Political Women and American Democracy Conference
May 25-27, 2006
It has been some 30 years since Jeane Kirkpatrick’s Political Women (1974) and Jo Freeman’s The Politics of Women’s Liberation (1975), among others, heralded a new era in the study of women and politics in the United States. The topic itself was not new—articles regarding political women can be found in the American Political Science Review from its first decade of publication. Yet with the rise of the modern women’s movement and the growing numbers of female scholars entering the political science profession, research on gender and politics expanded and diversified in unprecedented ways. As a result, our current literature on all aspects of women and American politics is rich, diverse, and wide-ranging. As the experiences of and conditions for political women in the United States have evolved, so has our scholarship. Much has been gained, but there is still so much more to do to further our understanding of how women and gender matter for American democracy.

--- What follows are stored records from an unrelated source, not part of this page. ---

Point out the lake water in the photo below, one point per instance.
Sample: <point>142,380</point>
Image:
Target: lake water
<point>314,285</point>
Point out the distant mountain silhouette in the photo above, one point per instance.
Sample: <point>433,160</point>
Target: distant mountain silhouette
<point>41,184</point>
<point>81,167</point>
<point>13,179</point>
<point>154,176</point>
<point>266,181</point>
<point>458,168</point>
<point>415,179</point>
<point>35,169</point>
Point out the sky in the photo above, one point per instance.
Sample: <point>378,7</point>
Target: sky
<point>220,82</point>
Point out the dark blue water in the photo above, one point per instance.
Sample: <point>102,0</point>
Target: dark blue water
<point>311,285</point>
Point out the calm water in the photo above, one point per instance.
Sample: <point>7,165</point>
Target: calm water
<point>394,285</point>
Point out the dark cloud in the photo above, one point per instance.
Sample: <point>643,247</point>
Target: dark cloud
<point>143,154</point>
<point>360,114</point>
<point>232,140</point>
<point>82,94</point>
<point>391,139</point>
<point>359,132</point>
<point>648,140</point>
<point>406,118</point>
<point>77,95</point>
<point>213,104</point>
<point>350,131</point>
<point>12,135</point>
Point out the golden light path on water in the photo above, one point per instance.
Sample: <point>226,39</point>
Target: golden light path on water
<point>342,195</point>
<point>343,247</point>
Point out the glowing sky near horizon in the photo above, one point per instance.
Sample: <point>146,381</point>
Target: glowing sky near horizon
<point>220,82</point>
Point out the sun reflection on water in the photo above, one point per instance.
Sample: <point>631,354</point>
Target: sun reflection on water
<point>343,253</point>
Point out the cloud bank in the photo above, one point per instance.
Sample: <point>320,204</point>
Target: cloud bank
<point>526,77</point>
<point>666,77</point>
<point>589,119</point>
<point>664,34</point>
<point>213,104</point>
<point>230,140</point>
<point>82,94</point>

The Political Women and American Democracy Conference offers an opportunity to take stock of what has been learned and to provide a blueprint for where this literature could most profitably move in the future. Our goal is to think critically and creatively about the many ways in which women act and interact politically in American democracy, about how gender affects political processes and development, and about how the presence (and absence) of women shapes democratic policy making. We also seek to consider how theoretical and methodological approaches have informed and sometimes hampered gender research and how gender scholarship has affected the field of American politics and political science as a whole.
The Political Women and American Democracy Conference is principally sponsored by the Program in American Democracy at the University of Notre Dame and organized by Christina Wolbrecht. The event is cosponsored by the journal Politics & Gender, edited by Karen Beckwith and Lisa Baldez. This conference will be one of a series of conferences offered during 2005 and 2006 as part of a major grant from the Annenberg Foundation.